戦闘シーンの勢いで誤魔化してはいますが、とにかく脚本が荒すぎ。

相当な科学力を持っているはずなのに、エイリアンが弱すぎ。航空兵力の存在を隠して陸戦歩兵による侵略ってのも意味不明。

2曹は大した根拠も無く「あそこ(停電エリア地下)が指令基地だ」とか適当に断言しちゃうし。

大体、海岸に落ちた(落とした)隕石から出てきた巨大母艦がどうやって街中の地下に潜ったんだよ。

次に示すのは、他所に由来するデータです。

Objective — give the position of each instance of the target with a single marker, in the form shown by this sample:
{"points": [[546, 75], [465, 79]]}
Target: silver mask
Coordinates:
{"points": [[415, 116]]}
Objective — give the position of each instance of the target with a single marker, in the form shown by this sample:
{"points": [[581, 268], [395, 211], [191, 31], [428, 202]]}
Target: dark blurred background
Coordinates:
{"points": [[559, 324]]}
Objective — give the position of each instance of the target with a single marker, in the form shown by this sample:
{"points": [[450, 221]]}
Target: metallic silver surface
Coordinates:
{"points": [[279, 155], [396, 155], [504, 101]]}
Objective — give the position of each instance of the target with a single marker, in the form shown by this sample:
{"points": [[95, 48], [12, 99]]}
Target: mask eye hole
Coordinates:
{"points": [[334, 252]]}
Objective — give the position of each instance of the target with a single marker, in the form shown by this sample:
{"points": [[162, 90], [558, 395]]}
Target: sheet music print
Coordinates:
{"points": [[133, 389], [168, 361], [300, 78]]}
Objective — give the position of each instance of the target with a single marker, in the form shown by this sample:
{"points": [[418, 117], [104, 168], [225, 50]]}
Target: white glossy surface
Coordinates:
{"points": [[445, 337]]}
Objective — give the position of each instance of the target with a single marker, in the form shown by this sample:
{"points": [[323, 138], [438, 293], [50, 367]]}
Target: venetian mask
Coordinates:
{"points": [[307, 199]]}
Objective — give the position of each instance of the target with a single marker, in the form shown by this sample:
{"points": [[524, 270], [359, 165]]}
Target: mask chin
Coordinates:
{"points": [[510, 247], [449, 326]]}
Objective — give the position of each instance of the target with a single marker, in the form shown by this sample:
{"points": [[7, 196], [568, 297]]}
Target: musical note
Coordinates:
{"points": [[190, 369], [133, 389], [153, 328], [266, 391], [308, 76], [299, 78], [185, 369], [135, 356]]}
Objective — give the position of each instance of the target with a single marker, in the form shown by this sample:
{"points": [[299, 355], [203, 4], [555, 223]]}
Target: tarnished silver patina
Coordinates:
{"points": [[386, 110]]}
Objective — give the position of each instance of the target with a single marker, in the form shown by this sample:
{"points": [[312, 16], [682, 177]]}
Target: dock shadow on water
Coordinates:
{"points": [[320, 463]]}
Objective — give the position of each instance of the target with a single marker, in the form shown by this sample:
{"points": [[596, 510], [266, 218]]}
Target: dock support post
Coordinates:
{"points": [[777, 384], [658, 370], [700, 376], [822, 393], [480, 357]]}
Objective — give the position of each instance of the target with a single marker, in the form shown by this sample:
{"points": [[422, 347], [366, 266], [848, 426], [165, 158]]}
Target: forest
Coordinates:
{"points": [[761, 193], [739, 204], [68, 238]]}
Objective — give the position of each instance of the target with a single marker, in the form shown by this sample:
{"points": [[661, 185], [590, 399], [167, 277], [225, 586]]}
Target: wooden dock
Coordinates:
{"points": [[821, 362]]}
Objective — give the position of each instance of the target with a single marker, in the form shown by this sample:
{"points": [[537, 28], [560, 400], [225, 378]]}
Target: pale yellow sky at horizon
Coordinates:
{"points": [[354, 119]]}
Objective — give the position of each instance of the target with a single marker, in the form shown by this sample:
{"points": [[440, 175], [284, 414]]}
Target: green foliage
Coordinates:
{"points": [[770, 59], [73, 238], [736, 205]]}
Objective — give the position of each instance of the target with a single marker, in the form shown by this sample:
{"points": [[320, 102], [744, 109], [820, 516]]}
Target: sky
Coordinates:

目撃者はいなかったのか? 海から地底を掘ったにしては位置が浅すぎるぞ。

あと、手持ちカメラ振り回して、ドキュメンタリー・タッチとか言うのいい加減やめれ。

最後に本編中何度も使われる合言葉「撤退NO!」について。

字幕だとひとつの単語みたいになっちゃってますが、台詞は、

“Retreat”“Hell!”

Hell!は恐らく“The Hell You Say!”の略で「何寝言こいてんだコノヤロー!」ってな意味でしょう。

「撤退!」「ふざけるな!」という掛け合いとして捉えるべきで、台詞にない英語“NO”と抱き合わせてひとつにした字幕にはそこはかとない違和感を覚えます。